As for non-competes. They are illegal in some places. And unenforceable. But there's a difference between "technically unenforceable" and "they're still going to take you to court and you have to defend that, which is expensive".
PSA: If you're in California, these kinds of employment contract terms are (mostly) illegal and unenforceable.
Labor Code 2870 outright invalidates any employment contract provision which attempts to claim ownership of IP rights to anything “that the employee developed entirely on his or her own time without using the employer’s equipment, supplies, facilities, or trade secret information” unless it relates to the employer's business or results from other work performed for the employer.
Labor Code 96(k) prohibits employers for disciplining or firing an employee who engages in “lawful conduct occurring during nonworking hours away from the employer’s premises,” with an exception for contracts that prohibit conduct by the employee that is in direct conflict with the employer’s “essential enterprise-related interests.”

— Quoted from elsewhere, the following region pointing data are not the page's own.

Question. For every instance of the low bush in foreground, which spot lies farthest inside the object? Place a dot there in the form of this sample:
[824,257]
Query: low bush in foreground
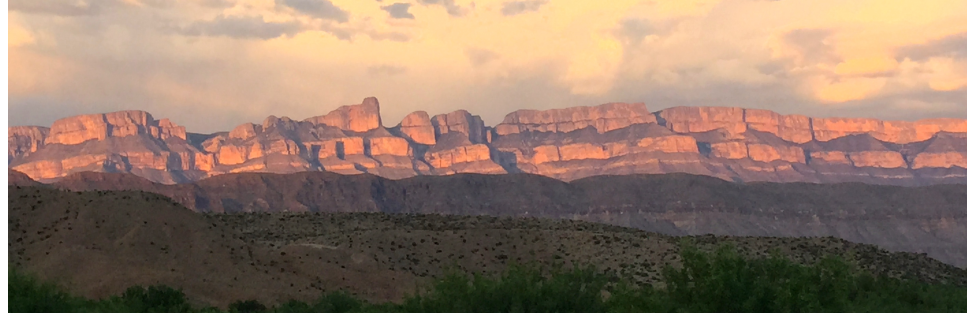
[708,282]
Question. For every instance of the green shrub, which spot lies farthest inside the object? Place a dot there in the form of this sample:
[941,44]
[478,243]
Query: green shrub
[249,306]
[707,282]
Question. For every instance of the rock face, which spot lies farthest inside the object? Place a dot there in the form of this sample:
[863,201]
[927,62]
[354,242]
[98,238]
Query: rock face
[78,129]
[418,128]
[357,118]
[611,139]
[22,140]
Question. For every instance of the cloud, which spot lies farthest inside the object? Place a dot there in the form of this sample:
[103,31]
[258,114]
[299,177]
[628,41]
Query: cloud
[18,36]
[634,30]
[244,27]
[399,10]
[518,7]
[452,8]
[388,70]
[182,59]
[479,57]
[323,9]
[810,46]
[60,7]
[953,46]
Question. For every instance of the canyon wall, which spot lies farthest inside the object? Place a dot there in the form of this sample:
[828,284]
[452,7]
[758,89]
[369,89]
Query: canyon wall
[733,144]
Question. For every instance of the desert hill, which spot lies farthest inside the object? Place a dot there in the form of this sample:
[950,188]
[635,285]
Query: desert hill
[733,144]
[98,243]
[928,219]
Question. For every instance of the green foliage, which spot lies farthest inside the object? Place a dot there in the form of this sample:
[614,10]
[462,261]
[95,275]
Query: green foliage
[249,306]
[707,282]
[521,289]
[27,295]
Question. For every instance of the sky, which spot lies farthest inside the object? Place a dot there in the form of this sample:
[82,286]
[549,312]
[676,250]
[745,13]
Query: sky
[210,65]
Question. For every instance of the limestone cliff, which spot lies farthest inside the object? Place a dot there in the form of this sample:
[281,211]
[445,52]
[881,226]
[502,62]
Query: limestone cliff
[610,139]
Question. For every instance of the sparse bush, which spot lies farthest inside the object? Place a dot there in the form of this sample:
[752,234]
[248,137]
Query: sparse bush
[249,306]
[722,281]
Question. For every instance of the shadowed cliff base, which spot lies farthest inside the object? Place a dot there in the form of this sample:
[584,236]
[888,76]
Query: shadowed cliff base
[733,144]
[125,238]
[929,219]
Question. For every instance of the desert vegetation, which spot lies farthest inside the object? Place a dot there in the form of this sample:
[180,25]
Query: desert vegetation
[721,280]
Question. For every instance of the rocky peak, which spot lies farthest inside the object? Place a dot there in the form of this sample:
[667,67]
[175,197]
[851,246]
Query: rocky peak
[22,140]
[604,118]
[78,129]
[418,127]
[460,121]
[246,131]
[358,117]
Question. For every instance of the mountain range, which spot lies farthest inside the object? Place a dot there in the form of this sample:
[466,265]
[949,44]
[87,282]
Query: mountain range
[734,144]
[126,238]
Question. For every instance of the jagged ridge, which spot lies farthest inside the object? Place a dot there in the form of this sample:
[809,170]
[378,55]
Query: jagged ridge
[615,138]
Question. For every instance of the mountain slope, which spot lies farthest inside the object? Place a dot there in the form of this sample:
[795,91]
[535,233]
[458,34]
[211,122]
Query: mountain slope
[929,219]
[124,238]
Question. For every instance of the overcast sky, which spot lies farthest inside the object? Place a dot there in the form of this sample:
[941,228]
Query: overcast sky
[212,64]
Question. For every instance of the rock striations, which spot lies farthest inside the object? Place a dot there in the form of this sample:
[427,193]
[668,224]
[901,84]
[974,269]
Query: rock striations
[612,139]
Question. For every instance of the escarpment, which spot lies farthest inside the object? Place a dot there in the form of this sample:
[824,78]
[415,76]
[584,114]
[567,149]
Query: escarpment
[734,144]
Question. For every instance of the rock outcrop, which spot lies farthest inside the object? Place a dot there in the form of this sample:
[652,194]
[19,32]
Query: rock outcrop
[418,128]
[78,129]
[603,118]
[610,139]
[357,118]
[22,140]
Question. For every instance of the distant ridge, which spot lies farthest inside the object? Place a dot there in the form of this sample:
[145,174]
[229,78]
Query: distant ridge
[733,144]
[126,238]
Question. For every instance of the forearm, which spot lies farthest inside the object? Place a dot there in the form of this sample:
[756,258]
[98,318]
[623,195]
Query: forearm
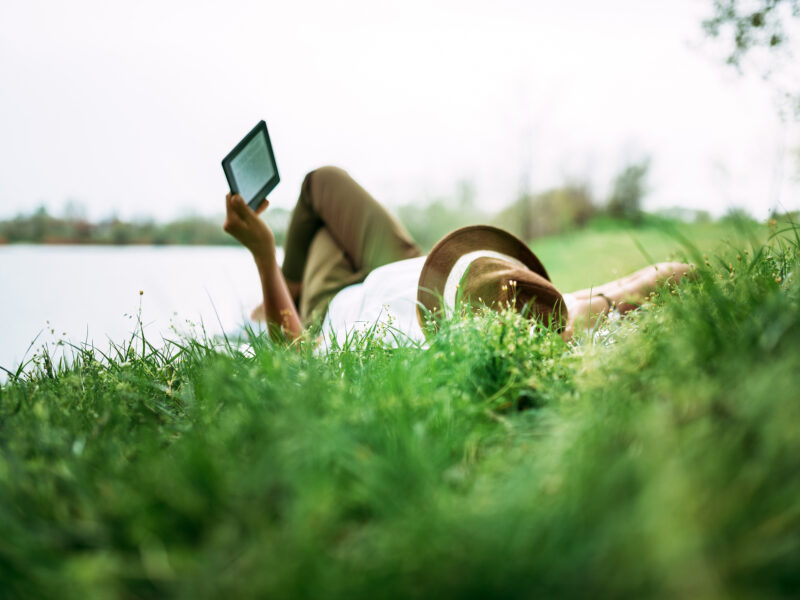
[279,308]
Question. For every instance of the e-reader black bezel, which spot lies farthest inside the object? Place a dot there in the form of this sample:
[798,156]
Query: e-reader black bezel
[271,183]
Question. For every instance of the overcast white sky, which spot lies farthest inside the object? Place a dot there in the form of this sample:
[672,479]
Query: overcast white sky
[129,107]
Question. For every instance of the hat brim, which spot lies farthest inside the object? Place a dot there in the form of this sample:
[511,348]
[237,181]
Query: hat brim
[450,248]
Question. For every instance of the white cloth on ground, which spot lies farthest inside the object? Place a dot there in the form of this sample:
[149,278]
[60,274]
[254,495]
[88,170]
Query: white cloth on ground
[385,301]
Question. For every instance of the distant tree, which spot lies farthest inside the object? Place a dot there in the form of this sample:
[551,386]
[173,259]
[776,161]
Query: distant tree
[549,212]
[752,23]
[748,25]
[630,188]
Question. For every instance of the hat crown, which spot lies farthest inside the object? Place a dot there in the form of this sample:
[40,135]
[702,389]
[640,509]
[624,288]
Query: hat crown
[489,266]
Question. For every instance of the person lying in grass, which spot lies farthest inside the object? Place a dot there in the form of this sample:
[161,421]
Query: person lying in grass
[348,263]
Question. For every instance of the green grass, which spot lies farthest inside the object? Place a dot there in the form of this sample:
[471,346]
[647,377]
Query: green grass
[608,250]
[657,457]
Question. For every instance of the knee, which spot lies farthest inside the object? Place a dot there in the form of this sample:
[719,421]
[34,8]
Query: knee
[318,180]
[324,174]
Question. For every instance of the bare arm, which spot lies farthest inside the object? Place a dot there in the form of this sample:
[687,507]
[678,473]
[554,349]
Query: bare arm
[254,234]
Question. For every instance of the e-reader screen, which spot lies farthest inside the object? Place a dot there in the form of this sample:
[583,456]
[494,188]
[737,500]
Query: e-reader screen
[250,167]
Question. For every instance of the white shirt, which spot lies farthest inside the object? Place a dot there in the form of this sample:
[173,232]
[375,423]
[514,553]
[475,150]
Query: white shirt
[385,301]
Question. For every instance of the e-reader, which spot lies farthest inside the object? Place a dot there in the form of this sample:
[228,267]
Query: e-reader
[250,167]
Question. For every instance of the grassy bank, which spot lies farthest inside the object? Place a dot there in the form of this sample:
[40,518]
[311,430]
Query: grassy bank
[657,457]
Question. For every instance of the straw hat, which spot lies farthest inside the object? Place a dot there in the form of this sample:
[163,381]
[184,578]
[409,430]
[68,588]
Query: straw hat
[485,265]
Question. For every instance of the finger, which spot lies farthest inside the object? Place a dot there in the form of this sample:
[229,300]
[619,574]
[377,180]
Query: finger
[262,207]
[244,212]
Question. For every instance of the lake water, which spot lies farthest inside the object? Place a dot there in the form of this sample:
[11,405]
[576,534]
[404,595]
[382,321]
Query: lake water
[91,293]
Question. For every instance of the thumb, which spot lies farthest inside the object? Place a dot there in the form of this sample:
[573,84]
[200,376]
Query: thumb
[240,208]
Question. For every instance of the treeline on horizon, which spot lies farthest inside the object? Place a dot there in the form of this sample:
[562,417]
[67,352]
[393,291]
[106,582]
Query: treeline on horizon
[558,210]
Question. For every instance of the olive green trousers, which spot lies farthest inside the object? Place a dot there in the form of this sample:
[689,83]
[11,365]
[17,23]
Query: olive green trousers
[338,233]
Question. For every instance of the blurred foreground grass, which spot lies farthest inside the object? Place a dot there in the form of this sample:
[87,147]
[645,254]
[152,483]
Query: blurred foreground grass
[656,457]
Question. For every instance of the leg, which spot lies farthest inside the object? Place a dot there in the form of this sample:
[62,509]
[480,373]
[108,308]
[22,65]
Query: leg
[360,233]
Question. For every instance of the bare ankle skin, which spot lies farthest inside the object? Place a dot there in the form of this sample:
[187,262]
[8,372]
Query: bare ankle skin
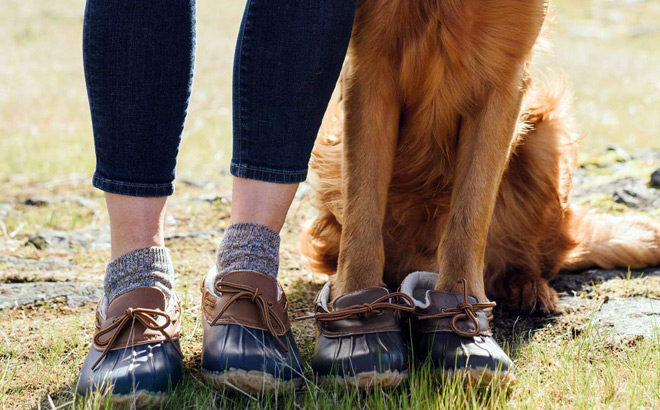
[135,222]
[263,203]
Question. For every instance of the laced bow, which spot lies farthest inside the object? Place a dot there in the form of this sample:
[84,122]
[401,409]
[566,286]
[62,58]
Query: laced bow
[239,291]
[377,305]
[465,310]
[148,317]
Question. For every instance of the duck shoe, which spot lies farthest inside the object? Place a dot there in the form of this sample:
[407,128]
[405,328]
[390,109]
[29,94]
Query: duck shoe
[452,330]
[135,354]
[248,345]
[360,343]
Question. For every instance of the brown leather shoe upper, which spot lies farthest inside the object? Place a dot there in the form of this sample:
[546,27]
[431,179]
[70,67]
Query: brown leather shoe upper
[249,299]
[139,316]
[370,310]
[451,312]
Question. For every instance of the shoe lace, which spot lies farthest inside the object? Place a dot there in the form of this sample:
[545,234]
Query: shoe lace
[377,305]
[465,310]
[148,317]
[268,315]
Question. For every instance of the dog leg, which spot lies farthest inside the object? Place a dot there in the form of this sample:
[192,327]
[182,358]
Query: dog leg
[372,111]
[484,146]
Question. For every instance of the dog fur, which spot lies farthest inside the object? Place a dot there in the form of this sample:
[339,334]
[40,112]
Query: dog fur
[443,156]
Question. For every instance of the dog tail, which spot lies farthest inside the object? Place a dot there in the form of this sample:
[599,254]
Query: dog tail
[592,239]
[319,243]
[609,241]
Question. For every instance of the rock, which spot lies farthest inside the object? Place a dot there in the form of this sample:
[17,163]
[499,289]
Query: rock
[632,192]
[201,234]
[571,282]
[630,198]
[38,201]
[629,316]
[655,178]
[75,293]
[55,199]
[51,263]
[38,242]
[93,238]
[622,155]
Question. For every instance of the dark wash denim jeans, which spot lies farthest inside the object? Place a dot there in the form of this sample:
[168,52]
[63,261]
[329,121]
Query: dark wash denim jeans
[139,57]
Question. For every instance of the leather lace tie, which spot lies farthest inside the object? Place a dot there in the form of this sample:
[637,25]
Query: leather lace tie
[377,305]
[465,310]
[239,291]
[148,317]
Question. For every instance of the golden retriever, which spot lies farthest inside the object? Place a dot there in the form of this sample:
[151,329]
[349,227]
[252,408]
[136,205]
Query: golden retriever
[443,156]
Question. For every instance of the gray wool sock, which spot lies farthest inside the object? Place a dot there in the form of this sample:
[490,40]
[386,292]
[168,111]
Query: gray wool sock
[249,246]
[142,267]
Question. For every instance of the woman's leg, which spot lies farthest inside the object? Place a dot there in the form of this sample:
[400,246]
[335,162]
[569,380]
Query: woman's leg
[138,59]
[138,68]
[288,58]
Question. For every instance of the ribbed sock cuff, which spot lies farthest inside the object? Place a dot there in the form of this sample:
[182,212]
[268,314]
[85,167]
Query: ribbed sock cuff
[249,246]
[142,267]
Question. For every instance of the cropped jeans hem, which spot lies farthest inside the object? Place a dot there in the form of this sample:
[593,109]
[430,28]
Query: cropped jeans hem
[132,188]
[277,176]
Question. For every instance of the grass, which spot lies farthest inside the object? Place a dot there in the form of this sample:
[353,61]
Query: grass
[562,361]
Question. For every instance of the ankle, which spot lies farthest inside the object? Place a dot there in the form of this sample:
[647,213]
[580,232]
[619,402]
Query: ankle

So blanket prohibitions are out. If you're doing something that closely relates to your employer's products/business or could be construed as a conflict of interest, that's when you should consider written permission, but a company can't say “no” unless it actually relates to the company's business.
California is relatively unique in these worker protections, and they're a big reason why Silicon Valley became what it is.
If one project is dead, what makes another one alive? Recent updates? It's working as intended and no updates needed or worth the effort. Even if "working as intended" only means it works on some old platform and no current one. Other users? Why do I or you or anyone care about that?
Other users only matters for commercial software where you are selling copies or expertise or your resume or something tied to it.
If someone writes something and publishes it, and not a single other person ever uses it, and the author never adds another update, that is still not "dead". It's just software that exists.
It's some kind of focus on a weird goal. If your purpose in writing open source was for it to be popular, then buy advertising until you force it to happen.
The entirety of the license is four words: "Do As You Like". There's no expectations and no promises. Here it is. The author jumped off their boat. The code's future is up to you.
This is missing the "someone claimed they wrote all the code from the original repository and is now doing everything they can so that the author will vanish or have their reputation destroyed so theirs won't." Tactics can include claiming authorship within the gated walls of Big Tech and using their power to oppress the author. It's actually them that's stealing work, not them. Other's can include gang stalking the author.